ITB Syndrome commonly presents with the following symptoms.

  • A dull ache on the outside of the knee that increases during a run gradually getting worse for the duration of the run., Pain is often worse the next morning. It can be aggravated further by running downhill, on cambered surfaces or walking downstairs.

ITB friction syndrome is an over use injury with several proposed potential contributory factors.

  • Run technique: Stride length has been proposed to affect both the size of knee bend and thus the load across the ITB. Excessive stride length seems to aggravate the ITB where as pain is often reduced when the length of the stride is reduced.
  • A tight ITB as measured by the Ober’s Test is thought to be a contributory factor to ITB friction syndrome.
  • Training Error: As with all over load injuries doing too much of a particular type of training places excessive loads across the joints. Even if cardiovascularly you feel fine you need to gradually build up your training. What is too many miles unfortunately depends on the individual. In clinic the most common training error we see are runners running the same route 3 times a week at the same pace and gradually increasing the times spent running. If you run the same route night after night at the same pace you are loading your joints muscles in the same way on the same surface night after night. Try varying the length of your runs, the speed of your session and the terrain you run on. 
  • Anything that causes the knee to track medially (towards the mid line of your body loads the ITB. This increases the load over the femoral condyle. Various bio mechanical reasons can cause your knee to drop medially
  1. Weak Hip Abductors. The muscles on the side of your pelvis namely the gluteus medius muscles help control your pelvis when you run.  When you lift your left leg off the ground your right gluteus medius muscle contracts and stabilises the pelvis keeping it level. When your gluteus medius muscles are weak the left side of you pelvis drops and the right knee is pulled across the midline as run. This is repeated endlessly as you run.

Reference :

  1. Over pronation of the feet. Feet that over pronate on impact cause the knee to follow the foot and drop medially. By far the most common and correctable cause of over pronation in runners are tight calves.
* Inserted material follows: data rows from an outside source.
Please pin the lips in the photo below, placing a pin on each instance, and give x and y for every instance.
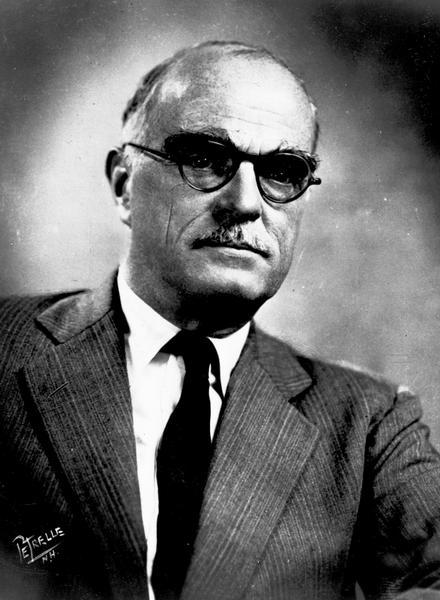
(213, 243)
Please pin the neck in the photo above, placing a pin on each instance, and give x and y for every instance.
(213, 315)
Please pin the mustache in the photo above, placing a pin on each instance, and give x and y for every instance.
(232, 235)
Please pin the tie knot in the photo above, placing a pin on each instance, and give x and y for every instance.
(196, 350)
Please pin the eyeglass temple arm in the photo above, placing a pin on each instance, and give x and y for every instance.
(150, 151)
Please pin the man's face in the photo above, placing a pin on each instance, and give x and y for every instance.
(260, 108)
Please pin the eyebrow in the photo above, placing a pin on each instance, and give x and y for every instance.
(217, 134)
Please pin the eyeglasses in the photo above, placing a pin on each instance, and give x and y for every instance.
(207, 165)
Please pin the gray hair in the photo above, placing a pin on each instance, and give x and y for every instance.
(145, 96)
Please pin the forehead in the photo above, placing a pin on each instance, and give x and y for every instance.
(258, 103)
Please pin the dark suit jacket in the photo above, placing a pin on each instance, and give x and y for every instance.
(321, 476)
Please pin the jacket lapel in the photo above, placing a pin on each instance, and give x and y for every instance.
(79, 391)
(262, 446)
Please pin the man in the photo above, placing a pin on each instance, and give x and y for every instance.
(215, 464)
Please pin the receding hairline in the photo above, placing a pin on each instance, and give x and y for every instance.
(147, 92)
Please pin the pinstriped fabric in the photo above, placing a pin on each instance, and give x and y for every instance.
(361, 501)
(80, 392)
(76, 425)
(321, 476)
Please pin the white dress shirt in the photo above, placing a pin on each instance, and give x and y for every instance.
(156, 381)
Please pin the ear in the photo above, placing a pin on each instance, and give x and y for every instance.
(118, 175)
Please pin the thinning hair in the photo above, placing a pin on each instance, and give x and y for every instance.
(145, 97)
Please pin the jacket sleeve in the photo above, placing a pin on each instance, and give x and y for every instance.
(399, 542)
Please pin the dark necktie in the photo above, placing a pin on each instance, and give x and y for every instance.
(182, 466)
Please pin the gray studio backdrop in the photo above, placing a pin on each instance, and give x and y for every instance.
(365, 284)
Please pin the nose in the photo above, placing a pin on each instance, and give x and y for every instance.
(240, 200)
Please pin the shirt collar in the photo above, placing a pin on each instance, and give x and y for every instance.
(149, 332)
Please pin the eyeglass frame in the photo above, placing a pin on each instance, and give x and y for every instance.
(237, 156)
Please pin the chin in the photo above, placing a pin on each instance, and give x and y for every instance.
(238, 289)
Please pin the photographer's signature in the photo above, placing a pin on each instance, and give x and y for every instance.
(38, 547)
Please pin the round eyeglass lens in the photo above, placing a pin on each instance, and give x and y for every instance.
(207, 166)
(283, 177)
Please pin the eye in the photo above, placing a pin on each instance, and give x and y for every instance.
(286, 170)
(198, 159)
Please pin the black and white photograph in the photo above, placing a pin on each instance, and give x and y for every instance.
(220, 300)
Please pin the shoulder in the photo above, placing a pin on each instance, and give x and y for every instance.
(20, 332)
(337, 387)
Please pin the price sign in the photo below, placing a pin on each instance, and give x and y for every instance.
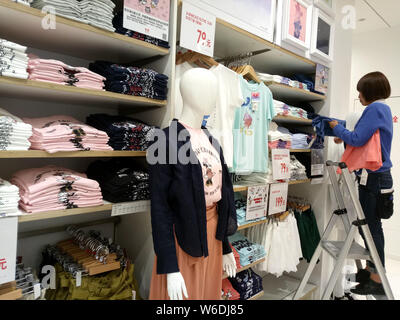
(8, 248)
(278, 198)
(280, 164)
(148, 17)
(120, 209)
(257, 201)
(197, 30)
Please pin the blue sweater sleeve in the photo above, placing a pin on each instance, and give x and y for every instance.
(366, 127)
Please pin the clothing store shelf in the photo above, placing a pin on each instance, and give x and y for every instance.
(231, 40)
(284, 288)
(246, 267)
(250, 225)
(257, 296)
(124, 208)
(30, 154)
(293, 120)
(38, 90)
(300, 150)
(63, 213)
(70, 37)
(288, 94)
(239, 188)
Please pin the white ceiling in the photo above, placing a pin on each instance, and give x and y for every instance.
(378, 14)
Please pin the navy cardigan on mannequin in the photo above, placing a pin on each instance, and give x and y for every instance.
(178, 204)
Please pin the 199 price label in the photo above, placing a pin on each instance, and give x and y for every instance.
(197, 29)
(202, 39)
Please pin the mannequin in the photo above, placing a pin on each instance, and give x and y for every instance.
(199, 92)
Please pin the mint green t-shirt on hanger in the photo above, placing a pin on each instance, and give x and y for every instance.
(250, 130)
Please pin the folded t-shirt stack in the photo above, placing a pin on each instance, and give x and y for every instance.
(65, 133)
(283, 80)
(120, 180)
(247, 283)
(14, 134)
(13, 60)
(125, 133)
(297, 169)
(132, 80)
(54, 71)
(97, 13)
(284, 109)
(279, 137)
(119, 28)
(248, 252)
(55, 188)
(9, 199)
(299, 141)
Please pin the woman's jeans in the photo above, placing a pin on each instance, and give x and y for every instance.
(368, 198)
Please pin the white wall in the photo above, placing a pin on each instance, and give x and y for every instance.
(379, 51)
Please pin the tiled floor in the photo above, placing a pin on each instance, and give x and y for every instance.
(393, 273)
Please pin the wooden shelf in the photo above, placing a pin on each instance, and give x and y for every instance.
(70, 37)
(12, 87)
(62, 213)
(30, 154)
(300, 150)
(285, 93)
(238, 188)
(293, 120)
(127, 208)
(250, 225)
(246, 267)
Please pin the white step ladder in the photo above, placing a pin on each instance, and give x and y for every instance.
(348, 249)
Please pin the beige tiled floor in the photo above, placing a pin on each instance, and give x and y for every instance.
(393, 273)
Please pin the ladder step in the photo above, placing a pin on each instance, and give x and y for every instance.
(357, 252)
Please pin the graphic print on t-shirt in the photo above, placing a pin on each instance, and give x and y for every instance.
(211, 184)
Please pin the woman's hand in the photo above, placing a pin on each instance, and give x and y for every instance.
(338, 140)
(333, 124)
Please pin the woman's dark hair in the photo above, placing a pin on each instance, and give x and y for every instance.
(374, 86)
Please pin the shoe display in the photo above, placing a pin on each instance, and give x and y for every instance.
(369, 287)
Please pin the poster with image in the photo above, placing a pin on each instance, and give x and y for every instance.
(298, 20)
(255, 16)
(322, 79)
(150, 17)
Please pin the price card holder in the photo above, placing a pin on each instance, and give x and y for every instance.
(120, 209)
(8, 249)
(278, 198)
(280, 164)
(197, 30)
(257, 201)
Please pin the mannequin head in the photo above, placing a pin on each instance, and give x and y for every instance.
(199, 89)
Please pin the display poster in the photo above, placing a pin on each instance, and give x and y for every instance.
(280, 164)
(278, 198)
(8, 249)
(254, 16)
(197, 30)
(150, 17)
(257, 202)
(322, 79)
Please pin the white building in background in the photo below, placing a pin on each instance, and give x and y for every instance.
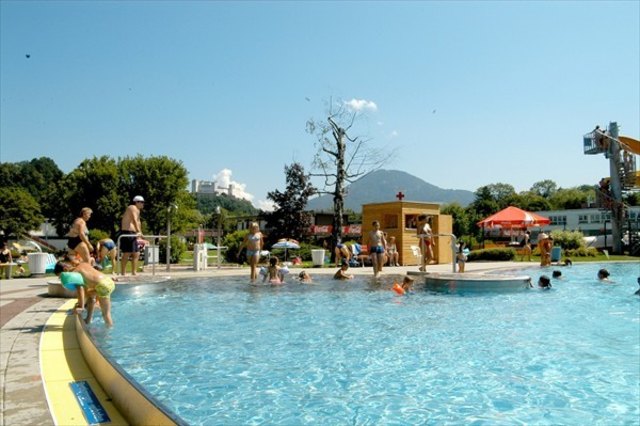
(202, 187)
(591, 221)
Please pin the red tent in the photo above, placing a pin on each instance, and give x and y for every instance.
(513, 217)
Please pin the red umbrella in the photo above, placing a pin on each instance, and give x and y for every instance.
(513, 217)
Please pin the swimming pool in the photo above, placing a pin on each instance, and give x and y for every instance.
(217, 351)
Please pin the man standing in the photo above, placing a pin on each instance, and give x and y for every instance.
(130, 229)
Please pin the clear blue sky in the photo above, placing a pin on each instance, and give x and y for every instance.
(468, 93)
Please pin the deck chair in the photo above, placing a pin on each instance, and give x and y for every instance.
(556, 254)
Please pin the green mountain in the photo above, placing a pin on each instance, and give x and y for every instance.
(384, 185)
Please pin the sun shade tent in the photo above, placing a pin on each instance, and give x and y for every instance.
(514, 218)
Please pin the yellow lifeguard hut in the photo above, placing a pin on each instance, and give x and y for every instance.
(400, 219)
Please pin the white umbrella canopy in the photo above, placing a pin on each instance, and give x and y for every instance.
(286, 244)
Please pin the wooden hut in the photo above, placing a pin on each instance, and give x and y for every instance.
(400, 218)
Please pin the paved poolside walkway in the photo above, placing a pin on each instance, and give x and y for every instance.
(25, 307)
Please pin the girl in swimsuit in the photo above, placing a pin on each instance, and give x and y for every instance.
(79, 236)
(253, 241)
(377, 247)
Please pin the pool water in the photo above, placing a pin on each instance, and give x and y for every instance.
(219, 352)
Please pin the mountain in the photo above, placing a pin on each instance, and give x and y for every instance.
(383, 185)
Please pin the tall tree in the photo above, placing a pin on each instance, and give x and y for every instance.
(289, 219)
(341, 158)
(20, 212)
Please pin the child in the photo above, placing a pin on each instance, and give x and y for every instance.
(461, 256)
(407, 284)
(274, 272)
(341, 274)
(106, 250)
(544, 282)
(95, 285)
(603, 275)
(304, 277)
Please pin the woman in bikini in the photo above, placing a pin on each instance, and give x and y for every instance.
(377, 248)
(79, 243)
(253, 241)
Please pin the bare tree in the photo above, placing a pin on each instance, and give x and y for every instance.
(341, 158)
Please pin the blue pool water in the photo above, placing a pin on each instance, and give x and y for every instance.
(218, 352)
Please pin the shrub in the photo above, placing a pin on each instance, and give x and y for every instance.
(178, 248)
(582, 252)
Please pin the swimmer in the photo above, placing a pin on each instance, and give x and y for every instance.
(275, 274)
(341, 274)
(96, 285)
(544, 282)
(603, 275)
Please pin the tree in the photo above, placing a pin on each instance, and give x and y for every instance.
(40, 177)
(545, 188)
(341, 158)
(289, 219)
(93, 184)
(20, 212)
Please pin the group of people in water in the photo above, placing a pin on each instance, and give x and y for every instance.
(81, 270)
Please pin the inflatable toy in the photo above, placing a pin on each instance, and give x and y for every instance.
(71, 280)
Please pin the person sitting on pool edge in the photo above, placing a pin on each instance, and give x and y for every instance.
(95, 285)
(544, 282)
(603, 275)
(341, 274)
(304, 277)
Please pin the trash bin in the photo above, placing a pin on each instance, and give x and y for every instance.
(151, 254)
(37, 263)
(317, 257)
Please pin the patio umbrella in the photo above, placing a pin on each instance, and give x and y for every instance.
(286, 244)
(513, 217)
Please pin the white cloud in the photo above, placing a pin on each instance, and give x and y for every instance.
(361, 105)
(223, 180)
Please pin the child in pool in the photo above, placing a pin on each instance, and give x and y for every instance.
(544, 282)
(407, 284)
(603, 275)
(341, 274)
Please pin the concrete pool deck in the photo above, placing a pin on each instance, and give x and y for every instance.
(25, 308)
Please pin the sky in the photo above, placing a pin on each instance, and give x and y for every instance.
(460, 94)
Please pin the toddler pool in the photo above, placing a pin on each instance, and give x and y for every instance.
(219, 352)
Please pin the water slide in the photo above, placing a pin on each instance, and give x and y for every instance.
(630, 144)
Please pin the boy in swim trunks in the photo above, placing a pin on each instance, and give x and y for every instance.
(96, 284)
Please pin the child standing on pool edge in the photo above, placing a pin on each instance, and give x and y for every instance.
(253, 241)
(377, 247)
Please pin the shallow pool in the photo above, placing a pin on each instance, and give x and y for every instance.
(216, 351)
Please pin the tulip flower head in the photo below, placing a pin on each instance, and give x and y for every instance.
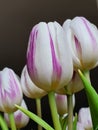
(49, 61)
(61, 102)
(10, 90)
(83, 39)
(80, 126)
(84, 118)
(29, 88)
(21, 120)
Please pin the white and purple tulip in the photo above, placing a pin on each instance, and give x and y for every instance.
(21, 120)
(29, 88)
(10, 90)
(83, 39)
(84, 117)
(61, 103)
(49, 60)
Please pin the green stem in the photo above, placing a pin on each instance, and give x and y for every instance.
(3, 124)
(70, 112)
(38, 105)
(53, 109)
(12, 121)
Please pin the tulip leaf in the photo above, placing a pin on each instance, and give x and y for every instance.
(92, 97)
(3, 124)
(35, 118)
(63, 121)
(75, 122)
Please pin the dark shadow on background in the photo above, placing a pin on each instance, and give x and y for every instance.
(16, 21)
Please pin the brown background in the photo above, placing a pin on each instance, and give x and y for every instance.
(17, 17)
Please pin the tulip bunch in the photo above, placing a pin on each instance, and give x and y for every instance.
(59, 59)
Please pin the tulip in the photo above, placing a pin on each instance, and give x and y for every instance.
(75, 85)
(10, 90)
(84, 117)
(82, 36)
(21, 120)
(61, 103)
(29, 88)
(80, 126)
(49, 60)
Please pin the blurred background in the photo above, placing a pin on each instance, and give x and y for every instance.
(16, 21)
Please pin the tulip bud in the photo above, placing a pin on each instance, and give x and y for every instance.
(84, 118)
(21, 120)
(83, 39)
(75, 85)
(29, 88)
(10, 90)
(49, 61)
(80, 126)
(61, 102)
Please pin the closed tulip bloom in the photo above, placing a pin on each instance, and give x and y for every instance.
(29, 88)
(80, 126)
(74, 86)
(49, 61)
(10, 90)
(82, 36)
(61, 102)
(21, 120)
(84, 117)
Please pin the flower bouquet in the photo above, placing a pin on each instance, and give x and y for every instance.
(59, 60)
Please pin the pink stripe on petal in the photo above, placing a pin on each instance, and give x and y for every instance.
(88, 29)
(31, 52)
(57, 70)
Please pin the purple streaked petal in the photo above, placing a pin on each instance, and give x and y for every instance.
(89, 31)
(57, 70)
(31, 52)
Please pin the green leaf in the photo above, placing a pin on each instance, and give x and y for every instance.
(35, 118)
(92, 97)
(63, 121)
(75, 122)
(3, 123)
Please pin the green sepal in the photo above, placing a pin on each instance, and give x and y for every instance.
(3, 124)
(75, 122)
(35, 118)
(92, 97)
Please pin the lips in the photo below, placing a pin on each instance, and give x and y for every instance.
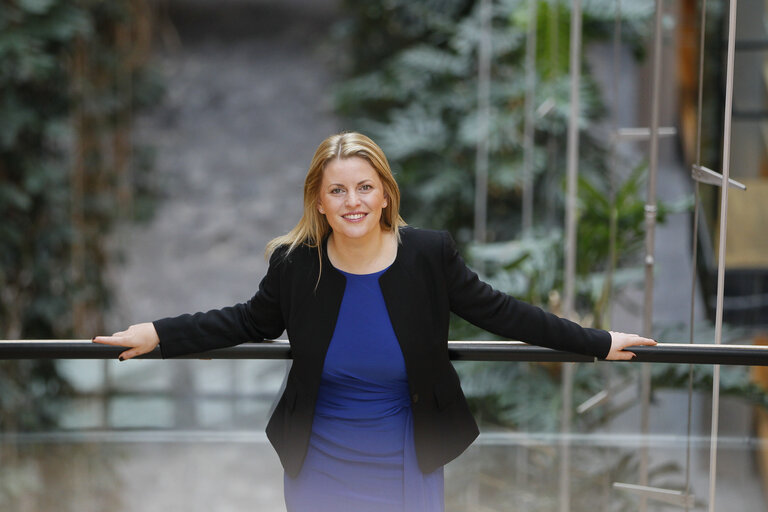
(354, 216)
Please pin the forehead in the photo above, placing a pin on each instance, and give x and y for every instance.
(349, 170)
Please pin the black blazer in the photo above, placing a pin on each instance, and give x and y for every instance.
(427, 281)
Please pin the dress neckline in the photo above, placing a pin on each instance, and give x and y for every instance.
(369, 274)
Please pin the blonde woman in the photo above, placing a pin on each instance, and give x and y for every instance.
(372, 408)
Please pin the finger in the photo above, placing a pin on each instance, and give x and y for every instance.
(111, 340)
(128, 354)
(625, 355)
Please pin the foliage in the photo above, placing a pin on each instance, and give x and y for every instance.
(71, 74)
(413, 89)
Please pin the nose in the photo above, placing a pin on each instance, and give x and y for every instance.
(352, 198)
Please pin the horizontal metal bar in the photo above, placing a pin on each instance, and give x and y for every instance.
(668, 442)
(742, 355)
(751, 44)
(678, 498)
(706, 175)
(644, 133)
(749, 115)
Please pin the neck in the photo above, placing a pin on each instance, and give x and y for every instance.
(365, 255)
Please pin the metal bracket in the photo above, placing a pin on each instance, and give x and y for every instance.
(644, 133)
(705, 175)
(678, 498)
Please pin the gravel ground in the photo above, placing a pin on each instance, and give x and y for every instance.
(247, 102)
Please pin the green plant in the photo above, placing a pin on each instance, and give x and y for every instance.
(71, 74)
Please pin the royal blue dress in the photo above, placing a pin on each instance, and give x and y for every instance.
(361, 455)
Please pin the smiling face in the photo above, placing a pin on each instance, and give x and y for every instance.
(352, 198)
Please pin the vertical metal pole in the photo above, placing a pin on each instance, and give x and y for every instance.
(572, 159)
(721, 250)
(529, 124)
(650, 231)
(483, 115)
(695, 248)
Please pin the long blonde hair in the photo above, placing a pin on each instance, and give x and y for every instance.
(313, 226)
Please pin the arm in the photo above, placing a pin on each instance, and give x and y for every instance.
(258, 319)
(501, 314)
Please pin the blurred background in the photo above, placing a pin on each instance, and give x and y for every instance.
(150, 148)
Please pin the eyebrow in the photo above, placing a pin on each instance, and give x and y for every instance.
(342, 185)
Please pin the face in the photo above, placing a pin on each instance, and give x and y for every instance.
(352, 198)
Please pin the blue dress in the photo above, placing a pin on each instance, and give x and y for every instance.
(361, 455)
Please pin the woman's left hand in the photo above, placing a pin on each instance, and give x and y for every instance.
(620, 341)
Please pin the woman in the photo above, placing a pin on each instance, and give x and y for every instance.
(372, 407)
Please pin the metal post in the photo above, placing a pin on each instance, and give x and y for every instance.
(529, 124)
(650, 228)
(721, 250)
(483, 115)
(695, 248)
(572, 159)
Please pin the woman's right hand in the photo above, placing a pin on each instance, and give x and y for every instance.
(141, 338)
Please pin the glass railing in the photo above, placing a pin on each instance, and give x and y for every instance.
(188, 434)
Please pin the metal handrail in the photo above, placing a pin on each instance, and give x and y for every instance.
(743, 355)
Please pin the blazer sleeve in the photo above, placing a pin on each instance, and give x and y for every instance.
(502, 314)
(258, 319)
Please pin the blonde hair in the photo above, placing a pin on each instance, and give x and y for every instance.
(313, 226)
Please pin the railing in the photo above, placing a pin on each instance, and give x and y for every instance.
(743, 355)
(517, 448)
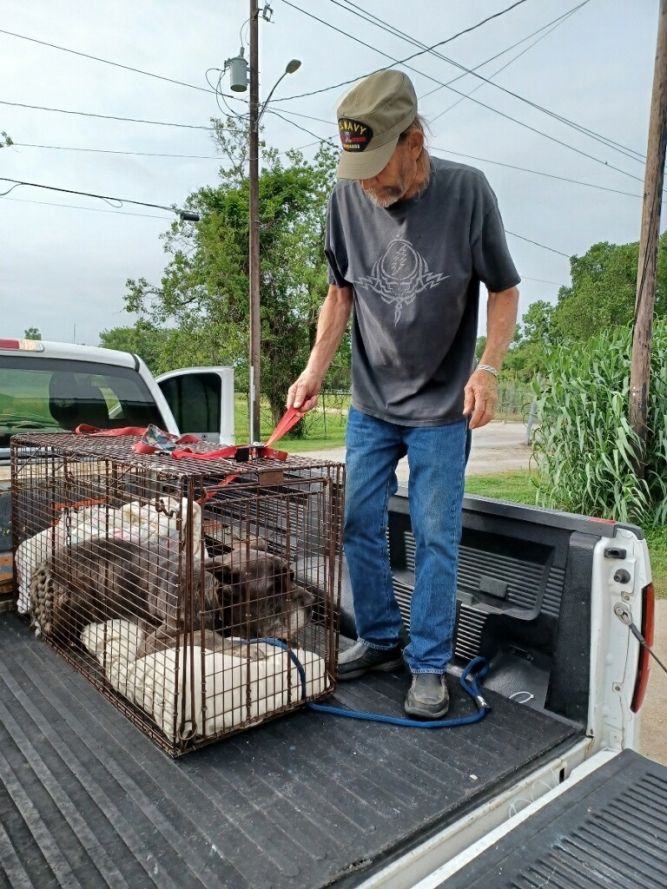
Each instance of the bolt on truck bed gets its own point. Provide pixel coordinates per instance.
(311, 800)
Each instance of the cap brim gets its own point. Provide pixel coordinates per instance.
(365, 164)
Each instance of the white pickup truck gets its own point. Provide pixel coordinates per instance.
(545, 791)
(47, 387)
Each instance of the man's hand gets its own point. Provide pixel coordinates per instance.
(303, 393)
(480, 398)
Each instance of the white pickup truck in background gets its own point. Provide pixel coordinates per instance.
(46, 386)
(545, 791)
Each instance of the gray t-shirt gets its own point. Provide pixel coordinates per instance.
(415, 270)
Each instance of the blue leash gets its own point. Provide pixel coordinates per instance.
(472, 675)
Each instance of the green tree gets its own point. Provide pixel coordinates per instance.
(534, 338)
(204, 290)
(602, 293)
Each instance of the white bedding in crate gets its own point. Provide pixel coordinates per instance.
(134, 521)
(229, 690)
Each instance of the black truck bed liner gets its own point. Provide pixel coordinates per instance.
(307, 800)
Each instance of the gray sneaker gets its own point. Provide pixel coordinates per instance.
(361, 658)
(428, 697)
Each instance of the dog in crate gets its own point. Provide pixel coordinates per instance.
(246, 592)
(258, 593)
(101, 578)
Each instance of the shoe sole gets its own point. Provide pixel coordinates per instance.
(416, 713)
(387, 667)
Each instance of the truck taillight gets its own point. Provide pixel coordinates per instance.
(648, 626)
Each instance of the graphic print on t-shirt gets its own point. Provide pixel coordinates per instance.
(399, 275)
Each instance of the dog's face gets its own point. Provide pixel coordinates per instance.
(259, 596)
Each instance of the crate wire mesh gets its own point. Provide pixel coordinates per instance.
(200, 596)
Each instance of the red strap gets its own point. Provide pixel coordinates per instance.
(233, 452)
(289, 419)
(228, 452)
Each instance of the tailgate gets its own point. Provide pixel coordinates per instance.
(608, 830)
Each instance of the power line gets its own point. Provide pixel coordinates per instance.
(402, 61)
(537, 244)
(212, 157)
(458, 92)
(318, 141)
(487, 160)
(86, 55)
(87, 209)
(157, 123)
(555, 22)
(112, 151)
(379, 23)
(87, 194)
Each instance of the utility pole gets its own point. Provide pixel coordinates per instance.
(253, 245)
(640, 373)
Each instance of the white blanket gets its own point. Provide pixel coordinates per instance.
(193, 692)
(134, 521)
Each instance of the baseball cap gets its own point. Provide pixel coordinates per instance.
(371, 117)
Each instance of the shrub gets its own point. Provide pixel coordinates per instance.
(584, 445)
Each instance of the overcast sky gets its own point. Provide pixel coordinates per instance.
(63, 268)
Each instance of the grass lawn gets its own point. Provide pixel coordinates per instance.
(518, 488)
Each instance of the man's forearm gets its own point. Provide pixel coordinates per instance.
(334, 315)
(501, 317)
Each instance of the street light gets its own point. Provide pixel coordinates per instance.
(253, 211)
(292, 66)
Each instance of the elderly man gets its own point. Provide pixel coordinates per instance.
(409, 239)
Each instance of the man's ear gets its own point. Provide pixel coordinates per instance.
(415, 140)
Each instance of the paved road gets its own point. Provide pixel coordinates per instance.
(496, 447)
(501, 446)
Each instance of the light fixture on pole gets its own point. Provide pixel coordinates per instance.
(253, 220)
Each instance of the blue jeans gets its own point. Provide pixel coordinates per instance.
(437, 457)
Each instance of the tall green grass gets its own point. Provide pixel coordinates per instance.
(584, 446)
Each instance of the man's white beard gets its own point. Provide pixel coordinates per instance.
(381, 200)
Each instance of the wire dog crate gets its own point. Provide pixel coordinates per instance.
(201, 596)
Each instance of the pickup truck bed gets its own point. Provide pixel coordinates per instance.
(610, 829)
(308, 800)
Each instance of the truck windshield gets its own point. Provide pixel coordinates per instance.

  • Have yourself assessed by a chartered Physiotherapist who can diagnose the problem, identify your unique contributory factors and get you back on the road to recovery.
  • Rest from running until the inflammation decreases.
  • Avoid downhill running and running on cambered surfaces.
  • Speak to your pharmacist. Take a course (5 – 7 days) of non-steroidal anti-inflammatory drugs.
  • Apply ice to the knee (for 20minutes every evening ) in order to reduce the inflammation
  • Self-massage/ stretching on a foam roller
  • Remember to stretch well before running
  • Address any training errors


Recovery: Time to full recovery depends on the extent and cause of the injury. But a general rule is the earlier you address the problem the quicker you’ll recover.

Preventative measures:

  • Regular stretching of the ITB, quadriceps, hamstring, and gluteal muscles.
  • Gradual progression of training program
  • Avoid excessive downhill running, and cambered roads (stay on the flattest part of the road)
  • Working on run efficiency and stride efficiency.
  • Build some regular core strengthening exercises such as Pilates into your routine.